En début d’après-midi, nous nous arrêtons près d’un ensemble à dominante rouge. Il s’agit du complexe religieux de Thanboddhay. Le bâtiment principal compte 582333 statues de bouddhas. Autant dire qu’il y en a partout et de toutes les tailles. C’est déjà troublant à l’extérieur, mais c’est encore plus marqué à l’intérieur. Les murs sont finalement de simples étagères qui s’étendent jusqu’au plafond. Tout bonnement insensé. Cela donnerait presque le tournis ; où que le regard se pose, une poignée de bouddhas plus ou moins grands apparaissent. Un petit détail nous intrigue : deux grands bouddhas à l’arrière du bâtiment sont vêtus en noir.

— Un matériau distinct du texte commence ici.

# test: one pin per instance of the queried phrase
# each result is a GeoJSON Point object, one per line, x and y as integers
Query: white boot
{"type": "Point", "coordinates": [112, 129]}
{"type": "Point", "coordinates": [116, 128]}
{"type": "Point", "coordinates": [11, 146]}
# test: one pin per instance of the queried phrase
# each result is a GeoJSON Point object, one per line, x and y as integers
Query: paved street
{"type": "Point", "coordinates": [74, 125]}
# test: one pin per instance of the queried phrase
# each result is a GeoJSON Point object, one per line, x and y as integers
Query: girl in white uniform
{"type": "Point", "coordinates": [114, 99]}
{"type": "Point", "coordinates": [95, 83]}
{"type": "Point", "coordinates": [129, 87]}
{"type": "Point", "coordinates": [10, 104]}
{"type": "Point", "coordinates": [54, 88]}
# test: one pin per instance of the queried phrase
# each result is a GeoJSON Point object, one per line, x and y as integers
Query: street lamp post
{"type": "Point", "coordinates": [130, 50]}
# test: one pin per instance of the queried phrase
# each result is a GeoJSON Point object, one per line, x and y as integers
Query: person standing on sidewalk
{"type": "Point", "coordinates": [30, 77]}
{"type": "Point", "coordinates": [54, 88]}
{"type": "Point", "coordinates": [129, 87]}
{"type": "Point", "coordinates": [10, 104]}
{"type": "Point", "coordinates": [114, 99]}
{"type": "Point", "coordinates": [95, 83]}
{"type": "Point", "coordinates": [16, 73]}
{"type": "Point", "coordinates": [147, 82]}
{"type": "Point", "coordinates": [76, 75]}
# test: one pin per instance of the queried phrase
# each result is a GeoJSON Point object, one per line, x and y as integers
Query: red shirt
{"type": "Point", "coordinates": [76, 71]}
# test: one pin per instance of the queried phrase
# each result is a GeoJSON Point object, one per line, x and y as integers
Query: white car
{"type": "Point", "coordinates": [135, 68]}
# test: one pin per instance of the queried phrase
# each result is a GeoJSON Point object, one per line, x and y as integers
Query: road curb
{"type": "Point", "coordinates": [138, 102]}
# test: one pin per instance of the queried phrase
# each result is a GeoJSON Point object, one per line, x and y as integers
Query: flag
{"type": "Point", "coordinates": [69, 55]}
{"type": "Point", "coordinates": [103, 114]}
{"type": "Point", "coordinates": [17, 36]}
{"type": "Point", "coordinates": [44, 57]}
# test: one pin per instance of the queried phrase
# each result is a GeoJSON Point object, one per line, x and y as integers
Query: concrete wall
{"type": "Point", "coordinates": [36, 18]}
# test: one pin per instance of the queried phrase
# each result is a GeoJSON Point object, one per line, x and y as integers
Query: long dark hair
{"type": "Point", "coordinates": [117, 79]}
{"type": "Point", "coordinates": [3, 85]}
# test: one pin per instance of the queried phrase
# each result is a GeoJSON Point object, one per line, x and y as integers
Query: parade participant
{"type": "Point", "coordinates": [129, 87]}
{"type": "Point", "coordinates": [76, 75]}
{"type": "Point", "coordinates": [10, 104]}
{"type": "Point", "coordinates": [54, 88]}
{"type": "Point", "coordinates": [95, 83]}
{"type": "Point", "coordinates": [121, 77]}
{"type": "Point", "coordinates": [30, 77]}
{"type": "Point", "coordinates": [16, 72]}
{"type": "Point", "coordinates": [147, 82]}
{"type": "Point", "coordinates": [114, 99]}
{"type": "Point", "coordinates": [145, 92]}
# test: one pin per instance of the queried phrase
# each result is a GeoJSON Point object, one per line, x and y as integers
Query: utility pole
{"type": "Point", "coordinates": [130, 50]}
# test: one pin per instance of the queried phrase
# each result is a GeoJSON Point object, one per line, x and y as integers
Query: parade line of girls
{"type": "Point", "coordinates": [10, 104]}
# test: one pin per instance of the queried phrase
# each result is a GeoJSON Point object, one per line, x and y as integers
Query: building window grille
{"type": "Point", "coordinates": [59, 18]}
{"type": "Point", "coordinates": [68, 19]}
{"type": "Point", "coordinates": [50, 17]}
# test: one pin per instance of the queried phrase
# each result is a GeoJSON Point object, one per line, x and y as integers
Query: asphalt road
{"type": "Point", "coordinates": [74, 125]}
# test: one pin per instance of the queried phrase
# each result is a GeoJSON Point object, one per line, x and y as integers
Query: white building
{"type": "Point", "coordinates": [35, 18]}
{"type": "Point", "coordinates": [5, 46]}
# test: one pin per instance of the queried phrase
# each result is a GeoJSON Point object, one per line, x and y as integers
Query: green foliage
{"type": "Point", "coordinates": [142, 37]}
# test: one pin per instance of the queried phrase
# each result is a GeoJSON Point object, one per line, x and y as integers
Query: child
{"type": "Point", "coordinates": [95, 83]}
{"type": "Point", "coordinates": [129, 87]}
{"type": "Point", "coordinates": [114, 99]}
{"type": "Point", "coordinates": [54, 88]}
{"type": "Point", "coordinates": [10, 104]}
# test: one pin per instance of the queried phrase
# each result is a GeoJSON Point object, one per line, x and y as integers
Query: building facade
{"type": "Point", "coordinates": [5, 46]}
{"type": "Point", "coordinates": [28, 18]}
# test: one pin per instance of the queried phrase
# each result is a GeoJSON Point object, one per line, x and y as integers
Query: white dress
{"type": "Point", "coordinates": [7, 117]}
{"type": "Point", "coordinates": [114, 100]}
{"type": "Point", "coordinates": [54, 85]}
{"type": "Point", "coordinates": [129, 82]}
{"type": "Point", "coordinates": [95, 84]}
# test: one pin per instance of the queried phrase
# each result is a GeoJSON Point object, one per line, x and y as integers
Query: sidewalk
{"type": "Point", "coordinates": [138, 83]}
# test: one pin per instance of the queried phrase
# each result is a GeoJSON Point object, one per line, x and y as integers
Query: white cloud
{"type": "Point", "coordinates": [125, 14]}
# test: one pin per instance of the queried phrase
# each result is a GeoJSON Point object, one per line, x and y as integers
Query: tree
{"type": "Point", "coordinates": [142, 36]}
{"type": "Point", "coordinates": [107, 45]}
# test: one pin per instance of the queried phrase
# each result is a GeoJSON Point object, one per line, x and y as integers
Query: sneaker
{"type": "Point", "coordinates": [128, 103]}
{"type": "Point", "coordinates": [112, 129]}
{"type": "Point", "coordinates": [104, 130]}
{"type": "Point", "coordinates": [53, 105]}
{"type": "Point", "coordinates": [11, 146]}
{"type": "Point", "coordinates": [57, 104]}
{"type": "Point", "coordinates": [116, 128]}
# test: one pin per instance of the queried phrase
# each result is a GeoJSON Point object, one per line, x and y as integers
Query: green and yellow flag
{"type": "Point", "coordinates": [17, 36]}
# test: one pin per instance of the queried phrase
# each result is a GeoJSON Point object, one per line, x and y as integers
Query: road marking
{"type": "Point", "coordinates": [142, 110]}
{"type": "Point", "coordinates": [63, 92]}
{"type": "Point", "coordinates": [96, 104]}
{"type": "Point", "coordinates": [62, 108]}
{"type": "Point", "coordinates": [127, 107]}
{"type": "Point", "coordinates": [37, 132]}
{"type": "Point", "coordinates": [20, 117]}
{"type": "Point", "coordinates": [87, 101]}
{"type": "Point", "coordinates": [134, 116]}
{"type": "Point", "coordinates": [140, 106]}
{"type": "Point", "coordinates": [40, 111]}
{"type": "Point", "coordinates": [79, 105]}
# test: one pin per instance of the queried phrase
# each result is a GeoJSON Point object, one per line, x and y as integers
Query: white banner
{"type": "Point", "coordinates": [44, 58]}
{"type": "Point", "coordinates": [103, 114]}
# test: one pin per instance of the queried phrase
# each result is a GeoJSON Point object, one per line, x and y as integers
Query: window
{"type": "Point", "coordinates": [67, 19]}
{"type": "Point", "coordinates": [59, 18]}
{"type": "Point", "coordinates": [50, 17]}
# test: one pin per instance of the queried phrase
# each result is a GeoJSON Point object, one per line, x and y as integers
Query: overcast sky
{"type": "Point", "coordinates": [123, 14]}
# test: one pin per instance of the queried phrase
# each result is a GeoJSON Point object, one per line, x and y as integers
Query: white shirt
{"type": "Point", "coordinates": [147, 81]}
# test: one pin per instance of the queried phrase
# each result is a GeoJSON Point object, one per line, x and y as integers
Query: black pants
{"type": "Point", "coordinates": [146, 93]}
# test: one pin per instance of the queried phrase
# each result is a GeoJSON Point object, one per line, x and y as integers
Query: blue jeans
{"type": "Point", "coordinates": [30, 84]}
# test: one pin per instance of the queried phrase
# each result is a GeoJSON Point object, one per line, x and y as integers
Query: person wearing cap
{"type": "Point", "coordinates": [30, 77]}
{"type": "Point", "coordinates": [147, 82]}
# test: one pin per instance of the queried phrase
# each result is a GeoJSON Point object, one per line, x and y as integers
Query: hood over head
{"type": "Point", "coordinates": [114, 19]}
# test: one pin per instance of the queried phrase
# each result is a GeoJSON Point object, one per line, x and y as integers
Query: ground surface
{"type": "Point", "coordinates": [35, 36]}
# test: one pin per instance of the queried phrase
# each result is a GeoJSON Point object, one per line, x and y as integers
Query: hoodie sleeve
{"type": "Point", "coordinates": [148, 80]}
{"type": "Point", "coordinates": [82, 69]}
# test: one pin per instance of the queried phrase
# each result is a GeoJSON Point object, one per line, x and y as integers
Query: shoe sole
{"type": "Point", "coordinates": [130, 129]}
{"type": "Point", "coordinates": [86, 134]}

Encore quelques kilomètres sont nécessaires pour rejoindre la grande ville. Nous retrouvons de plus en plus de partisans de la NLD, à tel point qu’au début d’une avenue, nous sommes contraints d’avancer au ralenti, tant la foule est nombreuse de part et d’autre. Tout ceci s’explique par la proche arrivée de Aung San Suu Kyi. A croire que La Dame nous suit à la trace. L’installation à l’hôtel tarde un peu, deux chambres étant jugées impropres par le personnel parce que l’eau qui coule des robinets n’est pas suffisamment nette. Mais personne ne se décide à changer. Il faut la venue de Mya et encore quelques discussions avant que nous déménagions toujours face au lac, mais à l’autre bout de l’établissement.

Nous repartons à vingt-cinq kilomètres de là vers les grottes Po Win Daung. Pour les rejoindre, il faut franchir l’important affluent de l’Irrawaddy qu’est la Chindwin. Mais le pont ne dispose que d’une seule file. Comment cela marche-t-il ? Mystère ! Toujours est-il que nous sommes passés les deux fois sans attendre. Ce site est percé d’environ neuf cents grottes de toutes tailles abritant près de quatre cent mille statues de bouddhas. Ils se présentent aussi sous diverses formes. Mya nous fait remarquer une certaine influence chinoise sur les sculptures. Les plus grandes grottes abritent encore de formidables peintures réalisées entre le dix-septième et dix-huitième siècles. Une des toutes premières cavités représente le mont Meru au centre et sept colonnes de part et d’autre pour les sept chaines de montagnes. Attention aux babouins qui trainent sur le site et ne craignent plus l’homme. Il faut flâner et être curieux pour s’imprégner des lieux, ne pas hésiter parfois à suivre des passages un peu aventureux. Une des constructions me rappelle, toutes proportions gardées, Petra : il faut s’avancer dans une sorte de couloir taillé dans la roche avant de déboucher sur une construction dans la paroi. Le chemin du retour nous révèle que la circulation en campagne est carrément erratique dès que le soleil a disparu. Et ce d’autant plus que la route n’est plus assez large pour accueillir deux voies de circulation. Retour à l’hôtel où nous prenons le dîner.

 

Vendredi 30 Octobre, Monywa

 

Surprise en ouvrant la porte ce matin : la surface du lac est marquée des nombreuses gouttes qui tombent. Il tombe une fine pluie tropicale mais il fait toujours aussi chaud. Pas de quoi m’empêcher de rejoindre la salle du petit-déjeuner. Le programme du jour est assez léger. Quoi que Mya va bien l’agrémenter. Presque dès la sortie de l’hôtel, nous retrouvons les supporters du NLD, toujours en musique et même une danse de l’éléphant ! Cette mobilisation est vraiment impressionnante. Mya et le chauffeur ont d’ailleurs récupéré stickers et petits drapeaux alors qu’ils nous rejoignaient à l’hôtel. Que l’avenir puisse enfin leur sourire.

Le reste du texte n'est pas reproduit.